Maybe we all mellow with age but some how it was far easier for me to be with him this week than it was twenty years ago. There had been quite a journey on his part. Pain and soul searching along the way. He had always been warm and genuine, as much as I ever new him back in the day, but now even more so he is someone who was easy to connect with.

Our conversation led me to a realisation that over the last twenty years I too have left many things behind. The old insecurities and distances that I used to place between myself and others have largely gone. Perhaps even though the last two decades have left me with little hair and a body that is less active, not that I really want to admit it, I am finally comfortable in this old skin.

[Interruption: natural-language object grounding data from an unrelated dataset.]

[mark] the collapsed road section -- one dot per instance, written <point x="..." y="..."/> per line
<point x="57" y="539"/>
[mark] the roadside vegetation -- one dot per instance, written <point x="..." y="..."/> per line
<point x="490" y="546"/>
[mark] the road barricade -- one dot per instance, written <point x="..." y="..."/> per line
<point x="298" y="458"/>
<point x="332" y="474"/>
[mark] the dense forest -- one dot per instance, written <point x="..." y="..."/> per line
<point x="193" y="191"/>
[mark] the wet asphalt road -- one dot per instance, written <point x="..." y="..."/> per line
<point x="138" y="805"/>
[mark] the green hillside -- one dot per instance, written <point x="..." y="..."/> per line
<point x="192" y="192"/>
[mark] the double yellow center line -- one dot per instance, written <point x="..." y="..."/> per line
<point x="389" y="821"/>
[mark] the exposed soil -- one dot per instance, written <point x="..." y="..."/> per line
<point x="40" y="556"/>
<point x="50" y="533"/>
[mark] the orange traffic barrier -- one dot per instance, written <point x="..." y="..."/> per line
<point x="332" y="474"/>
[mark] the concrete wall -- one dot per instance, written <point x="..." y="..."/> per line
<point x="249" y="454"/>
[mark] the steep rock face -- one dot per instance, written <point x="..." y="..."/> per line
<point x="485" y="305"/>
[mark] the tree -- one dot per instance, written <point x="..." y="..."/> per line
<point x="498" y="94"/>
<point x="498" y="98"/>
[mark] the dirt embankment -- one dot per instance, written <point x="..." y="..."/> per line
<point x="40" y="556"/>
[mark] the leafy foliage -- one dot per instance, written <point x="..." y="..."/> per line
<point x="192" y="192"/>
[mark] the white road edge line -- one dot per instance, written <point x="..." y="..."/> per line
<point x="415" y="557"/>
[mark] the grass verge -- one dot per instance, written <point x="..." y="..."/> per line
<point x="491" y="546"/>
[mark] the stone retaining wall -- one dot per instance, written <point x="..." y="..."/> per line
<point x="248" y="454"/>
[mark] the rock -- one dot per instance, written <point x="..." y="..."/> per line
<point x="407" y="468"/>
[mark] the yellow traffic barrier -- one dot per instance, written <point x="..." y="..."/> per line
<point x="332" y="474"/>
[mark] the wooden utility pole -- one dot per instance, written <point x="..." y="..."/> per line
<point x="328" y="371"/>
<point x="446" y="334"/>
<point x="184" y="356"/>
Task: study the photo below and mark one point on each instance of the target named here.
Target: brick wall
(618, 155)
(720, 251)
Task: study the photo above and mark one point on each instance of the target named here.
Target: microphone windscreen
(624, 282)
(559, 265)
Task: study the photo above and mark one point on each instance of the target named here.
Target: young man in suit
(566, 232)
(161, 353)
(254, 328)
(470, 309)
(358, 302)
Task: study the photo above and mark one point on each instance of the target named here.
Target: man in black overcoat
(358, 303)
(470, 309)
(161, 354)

Today I am more at peace with who I am and who I am becoming. Thanks old friend, I think things do get better with age.

Honoured

The best of relationships can quickly descend in to a mud-slinging match with insults and dishonour flying back and fourth. But for some people it is not that the relationship has taken a turn for the worst it’s that this type of constant dishonouring of one another is normal.

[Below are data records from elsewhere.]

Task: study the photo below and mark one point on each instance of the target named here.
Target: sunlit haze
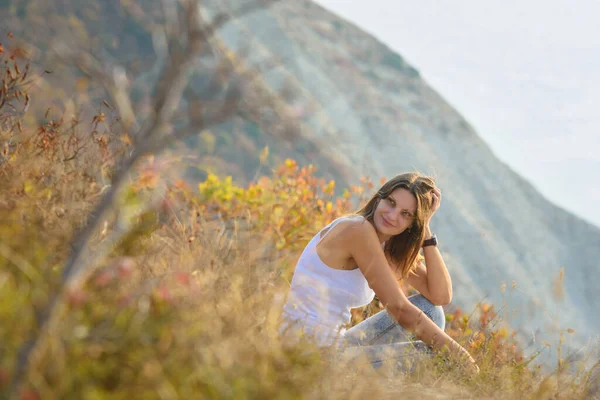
(524, 74)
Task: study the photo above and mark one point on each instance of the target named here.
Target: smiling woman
(365, 254)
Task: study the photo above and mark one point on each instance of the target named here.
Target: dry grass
(185, 299)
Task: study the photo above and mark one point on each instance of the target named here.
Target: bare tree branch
(152, 136)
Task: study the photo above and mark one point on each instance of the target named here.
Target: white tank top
(321, 297)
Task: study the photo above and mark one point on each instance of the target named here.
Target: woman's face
(395, 213)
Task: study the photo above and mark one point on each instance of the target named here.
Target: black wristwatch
(432, 241)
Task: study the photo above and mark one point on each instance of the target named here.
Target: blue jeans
(381, 339)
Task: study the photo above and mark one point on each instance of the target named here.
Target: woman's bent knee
(435, 313)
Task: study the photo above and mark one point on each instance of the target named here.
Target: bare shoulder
(356, 228)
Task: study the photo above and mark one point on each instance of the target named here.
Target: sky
(524, 74)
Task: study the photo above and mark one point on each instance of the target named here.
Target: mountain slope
(379, 117)
(370, 113)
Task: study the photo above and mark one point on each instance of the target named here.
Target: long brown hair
(403, 249)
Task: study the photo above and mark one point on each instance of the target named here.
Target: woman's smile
(387, 223)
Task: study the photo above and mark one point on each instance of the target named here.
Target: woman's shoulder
(351, 225)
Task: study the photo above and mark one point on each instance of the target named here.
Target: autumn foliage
(185, 303)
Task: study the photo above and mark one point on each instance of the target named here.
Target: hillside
(373, 114)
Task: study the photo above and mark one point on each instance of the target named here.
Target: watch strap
(432, 241)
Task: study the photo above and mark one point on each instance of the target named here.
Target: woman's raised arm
(362, 243)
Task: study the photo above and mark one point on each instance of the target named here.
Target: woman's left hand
(436, 198)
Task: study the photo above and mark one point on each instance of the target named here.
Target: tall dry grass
(186, 303)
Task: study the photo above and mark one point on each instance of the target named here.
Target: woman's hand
(436, 198)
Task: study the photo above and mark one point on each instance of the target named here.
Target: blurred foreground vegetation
(185, 298)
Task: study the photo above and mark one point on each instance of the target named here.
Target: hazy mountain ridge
(494, 225)
(374, 115)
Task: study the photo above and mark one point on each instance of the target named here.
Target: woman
(362, 255)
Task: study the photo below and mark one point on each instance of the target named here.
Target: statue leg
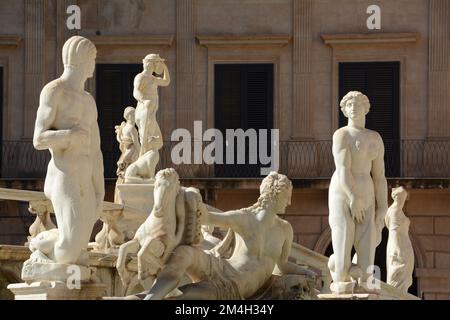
(342, 234)
(197, 291)
(129, 247)
(72, 218)
(183, 259)
(365, 237)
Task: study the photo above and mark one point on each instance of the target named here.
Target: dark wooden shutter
(243, 100)
(114, 93)
(1, 118)
(379, 81)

It’s the husband who does not respect or value his wife and putting her down publicly, treating her as a thing rather than a person without even being aware of the destructiveness of what he is doing.

It’s the wife who is embarrassed by her husband, forever apologizing to all they meet for his attitudes and jokes. A constant undermining of who he is and doing so front of others.

A put down, being embarrassed, cutting them short or even just the way you look at your other half; it all shows what is really going on inside. Is there a culture of honour, which leads to love and trust or is there a culture of dishonour which leads to the breakup of even previously good relationships.

So what does it mean to truly honour a husband or wife?

1. Look with love. A gaze across the room says it all, it can be full of dishonour or love and respect. The latter helps the other person feel safe and be the best they can be.

2. Verbally and publicly affirm. Let your words in private and public be ones that build up the other person. If you have not got anything good to say then now is the time to find something good to say while you still have a marriage.

3. Desire the best for your other half. If you desire the best for your other half then this will motivate you to support and encourage them. Perhaps most importantly you will want then to succeed in everything rather than being the person who holds them back.

4. Decide not to be embarrassed, even when they mess up. People mess up all the time, if you die inside on their behalf when it happens how does this help them? We can support in such a way that is honest about failure yet does not do embarrassed on their behalf.

5. Choose to love the person in front of you. Sometimes couples can start to love the dream of the other person. Someone they hope the other would become over time. Ultimately this is destructive and is not love at all. But choosing to love the person in front of you helps them be the best that they can be.

6. Give feedback privately. We know that public discipline with a child is unhelpful. But somehow in a marriage feedback can become public, a quick put down in front of others. There will always be times when we need to give feedback, it is best done one to one, face to face and with much grace.

7. Live the same in private as in public. The danger of all this advice is that a public persona is developed as a couple that shows the world that all is well. But the public life and the private life should have the same qualities. If it begins at home then it will overflow in public.

How would you rather live? Dishonoured and breaking or honoured and loved? You can choose!